Indem aber die philologisch verstandene Literatur als idealer Ausdruck einer Sprache begriffen wurde, die sich in den Texten niederschlägt, habe man die Sprache notwendig auf einen kleinen, elitären Ausschnitt reduziert, aus dem die nicht-schriftlichen diskursiven Praktiken der subalternen Gruppen konsequent ausgeschlossen wurden. Allein der textuell festgehaltenen Literatur wurde der Status historischer Quellen zuerkannt; nur sie erlaubte es, methodisch richtig gelesen und ausgelegt, zur historischen Wahrheit zu gelangen. So habe die historisch-kritische Philologie eine gewaltige Ausschluss- und Hierarchisierungsarbeit geleistet. Die pluralen und heterogenen Geschichten von kolonisierten Völkern und ihren Literaturen (aber auch die eigenen) wurden gemäß dem neuen philologischen Paradigma, das Volk und Sprache gleichsetzt und die Sprache als Ausdruck eines Volkes sieht, homogenisiert und „nationalisiert“, so dass auch die postkolonialen Nationalismen in der Logik der kolonialen Philologie gefangen blieben.

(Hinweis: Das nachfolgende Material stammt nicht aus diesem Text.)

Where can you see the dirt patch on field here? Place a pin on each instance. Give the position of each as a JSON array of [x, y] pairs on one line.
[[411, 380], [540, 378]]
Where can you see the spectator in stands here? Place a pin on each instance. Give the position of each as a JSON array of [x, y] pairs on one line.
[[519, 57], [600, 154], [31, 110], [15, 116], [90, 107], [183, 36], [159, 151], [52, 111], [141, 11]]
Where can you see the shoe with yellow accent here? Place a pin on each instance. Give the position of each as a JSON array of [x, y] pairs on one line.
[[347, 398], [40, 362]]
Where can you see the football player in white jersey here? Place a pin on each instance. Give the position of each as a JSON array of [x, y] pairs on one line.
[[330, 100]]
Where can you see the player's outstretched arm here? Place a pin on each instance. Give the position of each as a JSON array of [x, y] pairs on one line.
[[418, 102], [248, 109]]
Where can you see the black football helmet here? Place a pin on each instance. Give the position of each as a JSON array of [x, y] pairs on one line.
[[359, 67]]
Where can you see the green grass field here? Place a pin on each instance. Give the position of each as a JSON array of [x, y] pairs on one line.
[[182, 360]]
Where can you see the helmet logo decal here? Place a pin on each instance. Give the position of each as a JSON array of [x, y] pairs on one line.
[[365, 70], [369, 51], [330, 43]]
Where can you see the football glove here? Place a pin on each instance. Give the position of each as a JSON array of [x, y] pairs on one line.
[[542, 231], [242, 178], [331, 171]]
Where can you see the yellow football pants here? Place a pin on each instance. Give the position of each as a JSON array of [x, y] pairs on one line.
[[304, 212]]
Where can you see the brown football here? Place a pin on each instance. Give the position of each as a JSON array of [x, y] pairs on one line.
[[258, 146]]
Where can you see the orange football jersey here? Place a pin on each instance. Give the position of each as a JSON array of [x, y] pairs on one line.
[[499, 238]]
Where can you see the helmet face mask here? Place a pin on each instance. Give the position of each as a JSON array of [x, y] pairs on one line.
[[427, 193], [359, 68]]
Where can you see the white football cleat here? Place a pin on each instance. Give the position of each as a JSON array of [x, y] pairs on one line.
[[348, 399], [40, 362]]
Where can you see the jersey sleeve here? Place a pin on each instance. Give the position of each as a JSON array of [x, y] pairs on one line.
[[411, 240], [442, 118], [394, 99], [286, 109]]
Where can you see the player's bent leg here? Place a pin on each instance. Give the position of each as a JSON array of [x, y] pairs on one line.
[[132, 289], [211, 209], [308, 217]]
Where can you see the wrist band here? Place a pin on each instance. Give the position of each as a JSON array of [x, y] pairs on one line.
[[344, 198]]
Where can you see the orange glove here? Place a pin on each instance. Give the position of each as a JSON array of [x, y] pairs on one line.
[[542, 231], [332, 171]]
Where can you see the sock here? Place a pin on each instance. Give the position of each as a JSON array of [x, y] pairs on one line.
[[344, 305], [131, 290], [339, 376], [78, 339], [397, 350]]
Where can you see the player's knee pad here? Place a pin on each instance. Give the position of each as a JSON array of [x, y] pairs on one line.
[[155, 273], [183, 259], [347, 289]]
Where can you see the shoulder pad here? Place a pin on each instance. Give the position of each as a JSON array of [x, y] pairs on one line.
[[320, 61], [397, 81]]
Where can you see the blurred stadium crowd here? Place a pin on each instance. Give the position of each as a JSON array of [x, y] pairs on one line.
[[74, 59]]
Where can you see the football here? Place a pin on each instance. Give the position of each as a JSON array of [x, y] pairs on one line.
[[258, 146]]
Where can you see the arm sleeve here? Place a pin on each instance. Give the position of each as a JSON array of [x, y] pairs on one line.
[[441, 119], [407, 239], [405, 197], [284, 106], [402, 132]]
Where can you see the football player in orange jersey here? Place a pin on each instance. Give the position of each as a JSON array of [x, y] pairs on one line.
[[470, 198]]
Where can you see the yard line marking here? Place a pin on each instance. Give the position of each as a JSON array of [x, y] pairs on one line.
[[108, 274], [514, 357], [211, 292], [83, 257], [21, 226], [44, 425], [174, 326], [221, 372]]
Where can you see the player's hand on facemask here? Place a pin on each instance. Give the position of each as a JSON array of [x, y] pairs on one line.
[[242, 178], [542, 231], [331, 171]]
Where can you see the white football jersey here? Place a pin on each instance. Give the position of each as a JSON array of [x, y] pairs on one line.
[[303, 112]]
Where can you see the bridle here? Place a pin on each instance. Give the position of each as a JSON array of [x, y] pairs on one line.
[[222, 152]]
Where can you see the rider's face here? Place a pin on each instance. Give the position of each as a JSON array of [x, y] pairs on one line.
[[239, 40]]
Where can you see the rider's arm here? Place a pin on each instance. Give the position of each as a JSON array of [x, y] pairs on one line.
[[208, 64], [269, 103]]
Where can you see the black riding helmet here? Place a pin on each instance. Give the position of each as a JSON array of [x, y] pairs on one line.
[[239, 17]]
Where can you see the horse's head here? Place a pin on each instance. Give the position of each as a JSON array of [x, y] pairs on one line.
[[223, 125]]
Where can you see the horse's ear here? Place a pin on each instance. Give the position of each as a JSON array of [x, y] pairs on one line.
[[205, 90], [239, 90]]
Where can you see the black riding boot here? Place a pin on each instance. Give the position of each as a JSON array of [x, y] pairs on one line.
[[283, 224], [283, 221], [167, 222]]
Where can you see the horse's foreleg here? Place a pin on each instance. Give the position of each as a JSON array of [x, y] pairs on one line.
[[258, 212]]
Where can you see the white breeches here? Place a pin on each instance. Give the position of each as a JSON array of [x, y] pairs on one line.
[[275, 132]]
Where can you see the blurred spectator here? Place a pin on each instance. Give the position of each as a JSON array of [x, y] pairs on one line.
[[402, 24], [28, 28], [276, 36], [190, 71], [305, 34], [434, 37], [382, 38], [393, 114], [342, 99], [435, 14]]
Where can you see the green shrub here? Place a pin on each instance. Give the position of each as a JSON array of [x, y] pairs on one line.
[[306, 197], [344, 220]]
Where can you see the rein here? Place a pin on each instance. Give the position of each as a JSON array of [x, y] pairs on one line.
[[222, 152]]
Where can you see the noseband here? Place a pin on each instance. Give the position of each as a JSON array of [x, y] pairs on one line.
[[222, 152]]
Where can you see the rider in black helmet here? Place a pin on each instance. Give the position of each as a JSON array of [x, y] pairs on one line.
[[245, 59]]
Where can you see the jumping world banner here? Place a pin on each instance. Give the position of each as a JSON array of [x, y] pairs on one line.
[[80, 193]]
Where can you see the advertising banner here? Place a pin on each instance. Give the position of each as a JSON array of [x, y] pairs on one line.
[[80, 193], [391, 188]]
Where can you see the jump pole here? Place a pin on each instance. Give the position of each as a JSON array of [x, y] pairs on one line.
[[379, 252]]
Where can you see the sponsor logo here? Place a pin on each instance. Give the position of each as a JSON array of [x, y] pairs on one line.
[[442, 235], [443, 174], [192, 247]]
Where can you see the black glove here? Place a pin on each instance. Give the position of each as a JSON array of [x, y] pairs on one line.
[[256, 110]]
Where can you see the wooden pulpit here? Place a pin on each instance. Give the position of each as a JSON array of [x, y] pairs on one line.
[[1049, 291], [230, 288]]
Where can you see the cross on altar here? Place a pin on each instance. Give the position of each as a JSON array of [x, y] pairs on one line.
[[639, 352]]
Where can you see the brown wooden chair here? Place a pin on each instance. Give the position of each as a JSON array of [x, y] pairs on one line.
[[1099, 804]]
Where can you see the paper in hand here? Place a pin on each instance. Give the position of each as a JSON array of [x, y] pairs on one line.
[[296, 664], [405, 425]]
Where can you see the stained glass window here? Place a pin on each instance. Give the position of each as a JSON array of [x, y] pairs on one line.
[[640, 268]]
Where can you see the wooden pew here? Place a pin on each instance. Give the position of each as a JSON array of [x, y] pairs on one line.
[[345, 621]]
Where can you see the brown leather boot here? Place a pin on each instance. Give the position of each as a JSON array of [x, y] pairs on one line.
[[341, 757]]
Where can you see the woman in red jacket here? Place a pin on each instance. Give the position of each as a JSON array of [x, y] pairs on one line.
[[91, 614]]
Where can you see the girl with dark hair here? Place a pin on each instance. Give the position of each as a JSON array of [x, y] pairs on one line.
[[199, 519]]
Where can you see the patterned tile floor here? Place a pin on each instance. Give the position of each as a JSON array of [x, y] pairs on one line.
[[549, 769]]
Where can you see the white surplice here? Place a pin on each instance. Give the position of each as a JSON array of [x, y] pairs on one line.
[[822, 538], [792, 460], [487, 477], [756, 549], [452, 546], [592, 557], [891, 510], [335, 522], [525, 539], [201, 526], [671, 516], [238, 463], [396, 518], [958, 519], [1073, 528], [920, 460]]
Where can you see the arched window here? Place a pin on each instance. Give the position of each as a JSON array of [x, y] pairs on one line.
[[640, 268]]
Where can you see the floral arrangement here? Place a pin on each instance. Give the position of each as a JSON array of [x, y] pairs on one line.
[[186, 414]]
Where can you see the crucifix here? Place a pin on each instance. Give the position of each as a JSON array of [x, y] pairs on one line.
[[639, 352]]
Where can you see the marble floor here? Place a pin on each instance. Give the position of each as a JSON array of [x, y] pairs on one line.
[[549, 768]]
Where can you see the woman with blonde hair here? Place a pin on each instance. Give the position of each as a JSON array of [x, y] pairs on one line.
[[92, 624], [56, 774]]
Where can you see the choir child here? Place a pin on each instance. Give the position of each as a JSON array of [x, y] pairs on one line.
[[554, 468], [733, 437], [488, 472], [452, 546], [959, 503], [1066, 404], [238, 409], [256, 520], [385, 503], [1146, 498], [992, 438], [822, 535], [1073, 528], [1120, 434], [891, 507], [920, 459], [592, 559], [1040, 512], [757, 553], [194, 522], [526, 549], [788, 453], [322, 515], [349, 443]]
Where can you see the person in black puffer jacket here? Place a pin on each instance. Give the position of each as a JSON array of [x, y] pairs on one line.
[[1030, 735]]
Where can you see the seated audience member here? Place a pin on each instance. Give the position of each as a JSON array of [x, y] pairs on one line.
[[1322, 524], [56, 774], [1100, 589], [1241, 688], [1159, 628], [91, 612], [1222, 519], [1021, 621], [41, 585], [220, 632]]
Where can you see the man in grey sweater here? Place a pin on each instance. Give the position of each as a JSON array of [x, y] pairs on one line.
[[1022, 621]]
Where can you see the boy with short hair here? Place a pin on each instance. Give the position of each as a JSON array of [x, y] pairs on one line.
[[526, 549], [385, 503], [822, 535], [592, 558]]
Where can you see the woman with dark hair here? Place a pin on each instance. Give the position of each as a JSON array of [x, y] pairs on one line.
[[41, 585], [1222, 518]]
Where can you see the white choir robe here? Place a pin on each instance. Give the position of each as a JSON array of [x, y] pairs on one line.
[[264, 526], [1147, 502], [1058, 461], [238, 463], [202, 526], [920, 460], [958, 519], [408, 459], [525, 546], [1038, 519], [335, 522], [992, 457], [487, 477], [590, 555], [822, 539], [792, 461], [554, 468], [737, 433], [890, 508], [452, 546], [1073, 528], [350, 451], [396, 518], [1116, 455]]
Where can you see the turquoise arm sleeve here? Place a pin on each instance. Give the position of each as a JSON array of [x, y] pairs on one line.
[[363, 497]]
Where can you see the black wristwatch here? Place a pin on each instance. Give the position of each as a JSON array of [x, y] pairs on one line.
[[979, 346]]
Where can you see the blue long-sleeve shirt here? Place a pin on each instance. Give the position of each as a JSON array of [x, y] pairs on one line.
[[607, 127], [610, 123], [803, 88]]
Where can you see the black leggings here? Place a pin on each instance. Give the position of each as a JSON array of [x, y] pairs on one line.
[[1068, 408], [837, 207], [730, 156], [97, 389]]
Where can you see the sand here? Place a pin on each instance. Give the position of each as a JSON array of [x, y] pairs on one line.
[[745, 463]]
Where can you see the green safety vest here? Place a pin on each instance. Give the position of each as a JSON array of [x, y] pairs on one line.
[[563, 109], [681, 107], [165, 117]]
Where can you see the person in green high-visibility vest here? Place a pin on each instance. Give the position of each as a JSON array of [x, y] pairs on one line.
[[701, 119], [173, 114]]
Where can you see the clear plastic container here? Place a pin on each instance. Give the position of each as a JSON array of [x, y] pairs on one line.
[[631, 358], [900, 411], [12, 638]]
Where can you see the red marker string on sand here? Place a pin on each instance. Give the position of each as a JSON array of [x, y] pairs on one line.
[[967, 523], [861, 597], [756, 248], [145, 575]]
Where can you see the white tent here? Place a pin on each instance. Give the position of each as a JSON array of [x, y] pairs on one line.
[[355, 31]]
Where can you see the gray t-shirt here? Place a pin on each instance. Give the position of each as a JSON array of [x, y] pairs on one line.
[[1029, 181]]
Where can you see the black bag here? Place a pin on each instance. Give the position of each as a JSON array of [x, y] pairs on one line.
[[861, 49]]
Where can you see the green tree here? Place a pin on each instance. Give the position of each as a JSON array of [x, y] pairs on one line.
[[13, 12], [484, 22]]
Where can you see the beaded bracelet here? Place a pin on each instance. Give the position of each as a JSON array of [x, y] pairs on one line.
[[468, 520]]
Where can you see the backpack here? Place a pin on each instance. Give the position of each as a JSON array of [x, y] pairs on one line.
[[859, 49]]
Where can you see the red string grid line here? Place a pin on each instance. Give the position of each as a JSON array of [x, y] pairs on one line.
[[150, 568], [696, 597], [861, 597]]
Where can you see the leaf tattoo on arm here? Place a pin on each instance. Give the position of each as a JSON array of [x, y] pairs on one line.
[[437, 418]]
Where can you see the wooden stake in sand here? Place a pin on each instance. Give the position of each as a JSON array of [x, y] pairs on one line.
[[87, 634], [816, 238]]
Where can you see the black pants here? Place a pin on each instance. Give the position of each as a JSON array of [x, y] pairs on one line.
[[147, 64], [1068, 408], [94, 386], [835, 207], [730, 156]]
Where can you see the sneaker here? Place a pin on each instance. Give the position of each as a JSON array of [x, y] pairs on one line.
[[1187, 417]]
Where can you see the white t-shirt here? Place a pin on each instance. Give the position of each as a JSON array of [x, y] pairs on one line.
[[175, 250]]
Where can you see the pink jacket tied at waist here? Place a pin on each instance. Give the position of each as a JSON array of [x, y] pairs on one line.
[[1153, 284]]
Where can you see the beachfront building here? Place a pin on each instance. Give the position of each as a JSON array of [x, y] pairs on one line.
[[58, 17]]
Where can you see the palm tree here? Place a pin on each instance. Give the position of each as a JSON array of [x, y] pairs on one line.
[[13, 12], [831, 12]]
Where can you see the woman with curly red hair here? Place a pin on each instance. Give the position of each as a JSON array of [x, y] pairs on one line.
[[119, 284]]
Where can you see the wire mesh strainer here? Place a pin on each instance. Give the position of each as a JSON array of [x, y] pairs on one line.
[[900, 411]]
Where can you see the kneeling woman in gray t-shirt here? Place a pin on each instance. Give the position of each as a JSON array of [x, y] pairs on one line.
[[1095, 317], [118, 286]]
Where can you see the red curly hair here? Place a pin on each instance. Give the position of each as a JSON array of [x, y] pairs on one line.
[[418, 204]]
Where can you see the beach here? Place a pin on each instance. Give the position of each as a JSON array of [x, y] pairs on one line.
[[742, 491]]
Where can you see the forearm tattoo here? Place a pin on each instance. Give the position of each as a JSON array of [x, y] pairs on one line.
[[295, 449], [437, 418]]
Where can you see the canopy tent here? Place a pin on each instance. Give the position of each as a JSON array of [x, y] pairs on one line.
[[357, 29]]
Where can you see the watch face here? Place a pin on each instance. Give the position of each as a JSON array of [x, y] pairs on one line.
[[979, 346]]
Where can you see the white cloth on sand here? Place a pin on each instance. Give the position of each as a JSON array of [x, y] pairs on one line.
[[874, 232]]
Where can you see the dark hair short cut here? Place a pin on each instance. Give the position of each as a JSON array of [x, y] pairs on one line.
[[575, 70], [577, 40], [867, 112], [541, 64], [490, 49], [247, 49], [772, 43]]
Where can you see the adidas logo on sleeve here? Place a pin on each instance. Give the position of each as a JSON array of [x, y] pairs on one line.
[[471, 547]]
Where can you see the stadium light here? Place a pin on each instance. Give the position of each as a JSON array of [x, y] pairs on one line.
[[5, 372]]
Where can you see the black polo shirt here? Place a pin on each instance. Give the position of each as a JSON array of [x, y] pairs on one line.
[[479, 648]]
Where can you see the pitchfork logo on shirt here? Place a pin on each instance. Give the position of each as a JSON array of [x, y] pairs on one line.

Wie das Literaturverständnis, das mit der neuen Philologie einherging, nicht-schriftliche Praktiken aus der Literatur ausgeschlossen, marginalisiert bzw. umgedeutet habe – so argumentiert Ahmed weiter -, marginalisierte das koloniale Recht „die soziale Autorität aller vorkolonialen diskursiven Praktiken“. „Die Weltliteratur“ leiste also nach Ahmed „die gleiche Arbeit wie das Kolonialrecht“. Erstere stelle „die einheimischen literarischen Traditionen genauso falsch dar, wie letztere die einheimischen Rechtstraditionen, indem sie vorkoloniale diskursive Praktiken durch gedruckte Texte“ ersetze.

Ahmed behauptet nun, dass die kolonialen Grundlagen der Philologie, die die Sprachen bzw. Sprachgruppen voneinander trennen und ihnen Werte zuschreiben, weder von humanistischen Philologen wie Erich Auerbach und Edward Said noch von Theoretikern der postcolonial und decolonial studies wie Dipesh Chakrabarti oder Walter Mingnolo reflektiert und hinterfragt wurden. Letztere seien von einer authentischen vorkolonialen Literatur ausgegangen und übernahmen damit die Implikationen des kolonialen Literaturbegriffs. Gerade weil die Grundlagen der Philologie nie hinterfragt wurden, blieben alle Philologen gegen ihren Willen in der Logik ihrer kolonialen Gründung gefangen. Gegen das Verfahren der postcolonial bzw. decolonial theory, authentische nichtkoloniale Literaturformen ausfindig zu machen, schlägt Ahmed die archäologische Methode vor, die Texte als Palimpseste zu lesen, die keine historische Wahrheit verbergen.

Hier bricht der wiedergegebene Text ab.